According to a Thomson Reuters report, the gap between worker productivity and employee pay has increased substantially since 1979. This productivity pay gap and decrease in median income adjusted to inflation has significantly eroded the purchasing power parity of the average American worker. Though nominal wage rates have increased marginally, Consumer Prices Index is growing at its fastest pace since 1982, concerning Washington policymakers and rendering any wage gains futile. Similar social protest movements are occurring in China referred to as Tang Ping where protesters took to the streets in defiance of Chinese Communist Party (CCP) endorsed “Chinese Dream” of overwork and its attended societal and family pressures. The disillusioned youth of China are rejecting the 996 working hour system enforced by many companies that require workers to expend their labor power from 9 am to 9 pm, 6 days a week thus jeopardizing work-life balance and mental health. The ripples of the Great Resignation could be felt as far as Australia and India and across the Atlantic in the UK, Belgium, France, Germany and the Netherlands.

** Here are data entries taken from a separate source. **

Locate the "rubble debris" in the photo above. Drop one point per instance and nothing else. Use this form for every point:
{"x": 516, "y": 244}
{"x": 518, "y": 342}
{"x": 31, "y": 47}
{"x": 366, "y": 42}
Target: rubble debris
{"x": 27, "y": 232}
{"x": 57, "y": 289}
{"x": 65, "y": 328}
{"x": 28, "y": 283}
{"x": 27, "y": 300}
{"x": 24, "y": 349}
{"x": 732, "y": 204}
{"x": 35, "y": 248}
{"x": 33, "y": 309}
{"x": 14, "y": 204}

Shareholder capitalism that is only concerned with short-term profits of the shareholders is at the crossroads. This quest and greed for amassing disproportionate wealth has reduced employees to a dispensable commodity, who face the enhanced threat of labor displacement and redundancy through automation. The Great Resignation is the culmination of a collective resentment against the haphazard policies of corporations that are depredations on employee welfare, aspirations and their growth. The time is opportune for corporations around the world to radically rethink the purpose of their mission and vision that should predominantly include employees as the major stakeholder, an asset and not as a bottom-line cost on financial statements. This paradigm shift in thinking will define the nature of work and future of corporations because any company devoid of enterprise is just a crowd.